I'll do another round with SGQ St George thanks Joe. Has been severely thumped through December and today's action is looking positive.


----------



## PZ99 (29 December 2017)

KPC thanks & happy new year


----------



## pixel (29 December 2017)

RFX for me, thanks Joe.
I posted the recent charts in the RFX thread.
The weekly chart suggests support in the 11-12c region; MACD is strongly Bullish.
On the daily chart, I see a 20c target, although it may take a little longer than a month to get there.
w8nc - I put my mouth where some of my money is already invested.


----------



## OmegaTrader (29 December 2017)

Caveman 28 said:


> Where do I collect the $25! for coming third?
> Anyway, a long shot for Jan 2018  is  BSE




Don't jump the gun mate!
I was coming first and now am not even in a place
Let this be a lesson....

My pick is  Speciality Metals International Ltd (SEI)

Thank you


----------



## Knobby22 (29 December 2017)

DGR  Very cheap, bounced off low.


----------



## Caveman 28 (29 December 2017)

OmegaTrader said:


> Don't jump the gun mate!
> I was coming first and now am not even in a place
> Let this be a lesson....
> 
> ...



I got my dates mixed up.  Anyway have a great time next year.


----------



## debtfree (30 December 2017)

*SLX *again for me thanks Joe.

Last month it started off great right from the start, then Caveman came in with his club on the 22nd and gave me a bit of clip around the ears.  
I knew then that the gap at the start of last month was calling to be filled in. No supply/lower volume on the pullback has given me a bit of confidence to give it another chance. 
Optimistic target: .75 - .80 cents

Cheers ... debtfree


----------



## tech/a (30 December 2017)

BIQ


----------



## dutchie (30 December 2017)

SMD

thanks Joe


----------



## jancha (31 December 2017)

TNG Thanks Joe.....tio2 off take should'nt be far away.


----------



## XICC (31 December 2017)

CGC Thanks Joe
Hot chart with attractive rising angle, volume


----------



## Wysiwyg (31 December 2017)

BKT please.


----------



## rcm617 (31 December 2017)

MPW please. Saas business growing revenue and seems to be cheap at current levels.


----------



## peter2 (31 December 2017)

*TSN* thanks Joe. 

Owns 25% of an Indian ATM distributor, but decided not to buy the rest. 
Instead bought a cyber security company (DMX).  
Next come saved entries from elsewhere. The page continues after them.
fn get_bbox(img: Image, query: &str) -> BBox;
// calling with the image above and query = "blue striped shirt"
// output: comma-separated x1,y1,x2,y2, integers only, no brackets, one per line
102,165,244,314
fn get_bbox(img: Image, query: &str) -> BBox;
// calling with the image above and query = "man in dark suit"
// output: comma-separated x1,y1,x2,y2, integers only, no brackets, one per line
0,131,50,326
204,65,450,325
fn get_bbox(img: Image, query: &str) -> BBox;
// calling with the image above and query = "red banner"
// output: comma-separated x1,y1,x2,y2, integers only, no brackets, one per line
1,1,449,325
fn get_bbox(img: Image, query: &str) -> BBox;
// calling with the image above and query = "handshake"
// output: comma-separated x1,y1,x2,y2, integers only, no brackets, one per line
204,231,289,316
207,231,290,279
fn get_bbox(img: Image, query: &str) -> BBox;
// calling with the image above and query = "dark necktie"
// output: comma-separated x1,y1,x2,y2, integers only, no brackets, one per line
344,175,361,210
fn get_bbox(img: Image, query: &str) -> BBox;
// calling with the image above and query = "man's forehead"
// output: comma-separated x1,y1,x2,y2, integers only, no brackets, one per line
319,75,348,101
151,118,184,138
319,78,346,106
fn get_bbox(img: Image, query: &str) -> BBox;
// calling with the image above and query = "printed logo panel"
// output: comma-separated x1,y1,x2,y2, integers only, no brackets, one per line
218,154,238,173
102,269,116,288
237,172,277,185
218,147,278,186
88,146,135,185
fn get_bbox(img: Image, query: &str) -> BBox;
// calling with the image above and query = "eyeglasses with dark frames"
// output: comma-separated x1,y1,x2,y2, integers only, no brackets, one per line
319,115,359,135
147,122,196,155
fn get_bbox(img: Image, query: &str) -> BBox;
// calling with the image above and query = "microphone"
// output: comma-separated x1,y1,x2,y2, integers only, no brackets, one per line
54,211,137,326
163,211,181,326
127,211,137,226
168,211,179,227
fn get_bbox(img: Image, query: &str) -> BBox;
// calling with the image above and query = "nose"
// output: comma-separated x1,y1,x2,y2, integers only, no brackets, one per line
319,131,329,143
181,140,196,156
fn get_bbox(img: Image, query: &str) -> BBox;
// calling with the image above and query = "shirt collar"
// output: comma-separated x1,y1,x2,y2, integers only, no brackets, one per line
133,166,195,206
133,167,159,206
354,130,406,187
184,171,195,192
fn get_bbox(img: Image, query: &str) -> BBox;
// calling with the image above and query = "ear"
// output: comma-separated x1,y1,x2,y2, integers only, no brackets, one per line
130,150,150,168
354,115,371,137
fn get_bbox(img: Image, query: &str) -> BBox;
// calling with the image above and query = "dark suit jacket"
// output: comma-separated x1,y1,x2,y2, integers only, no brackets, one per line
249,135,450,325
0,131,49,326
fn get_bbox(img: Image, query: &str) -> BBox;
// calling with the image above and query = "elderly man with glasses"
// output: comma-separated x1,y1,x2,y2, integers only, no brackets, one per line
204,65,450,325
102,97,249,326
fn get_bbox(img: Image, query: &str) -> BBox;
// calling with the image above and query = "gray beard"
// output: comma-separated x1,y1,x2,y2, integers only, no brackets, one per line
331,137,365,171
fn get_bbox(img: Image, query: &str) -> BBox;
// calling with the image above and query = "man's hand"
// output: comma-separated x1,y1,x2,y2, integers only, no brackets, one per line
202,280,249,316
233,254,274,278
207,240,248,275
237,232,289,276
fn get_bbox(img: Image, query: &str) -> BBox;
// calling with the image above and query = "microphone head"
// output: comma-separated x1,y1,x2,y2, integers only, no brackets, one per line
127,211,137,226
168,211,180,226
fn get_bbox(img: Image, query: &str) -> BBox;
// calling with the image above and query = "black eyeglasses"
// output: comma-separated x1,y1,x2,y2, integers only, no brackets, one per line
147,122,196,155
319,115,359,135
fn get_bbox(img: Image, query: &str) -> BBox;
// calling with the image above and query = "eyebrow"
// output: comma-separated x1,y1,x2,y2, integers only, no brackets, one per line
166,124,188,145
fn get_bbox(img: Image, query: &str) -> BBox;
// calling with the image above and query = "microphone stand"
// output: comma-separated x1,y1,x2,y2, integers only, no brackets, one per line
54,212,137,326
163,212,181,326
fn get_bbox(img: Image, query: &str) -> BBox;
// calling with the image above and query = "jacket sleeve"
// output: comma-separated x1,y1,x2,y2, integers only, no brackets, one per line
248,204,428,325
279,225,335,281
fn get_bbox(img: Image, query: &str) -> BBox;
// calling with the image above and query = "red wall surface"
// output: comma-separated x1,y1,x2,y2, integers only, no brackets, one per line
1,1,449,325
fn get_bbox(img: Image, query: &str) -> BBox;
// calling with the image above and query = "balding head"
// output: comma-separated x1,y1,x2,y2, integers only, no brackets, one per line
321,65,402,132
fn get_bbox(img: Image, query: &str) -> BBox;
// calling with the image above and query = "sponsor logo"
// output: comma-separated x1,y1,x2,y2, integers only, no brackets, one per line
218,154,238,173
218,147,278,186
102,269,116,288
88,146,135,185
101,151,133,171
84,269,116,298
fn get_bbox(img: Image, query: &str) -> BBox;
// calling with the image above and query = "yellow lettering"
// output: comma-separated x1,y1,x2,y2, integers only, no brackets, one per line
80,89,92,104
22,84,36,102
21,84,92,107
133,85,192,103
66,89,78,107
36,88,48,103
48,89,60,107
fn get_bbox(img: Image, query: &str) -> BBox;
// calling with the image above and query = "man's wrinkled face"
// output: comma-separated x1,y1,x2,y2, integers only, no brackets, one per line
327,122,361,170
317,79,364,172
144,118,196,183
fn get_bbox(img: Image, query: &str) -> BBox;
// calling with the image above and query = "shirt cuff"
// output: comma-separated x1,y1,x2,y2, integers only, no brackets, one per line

Clearly the CEO and board have no idea what to do next. Perhaps I should send them an email to tell them about "crypto-currencies". They could get their new cyber geeks to apply block chain technology within their ATM network and even include transfers between cash accounts and crypto wallets instantly. 
TSN would pocket the spread and a small fee and all their transactions would be secure. Their share price might just move higher. Who knows.


----------



## Cam019 (1 January 2018)

*AGO*, thanks Joe.


----------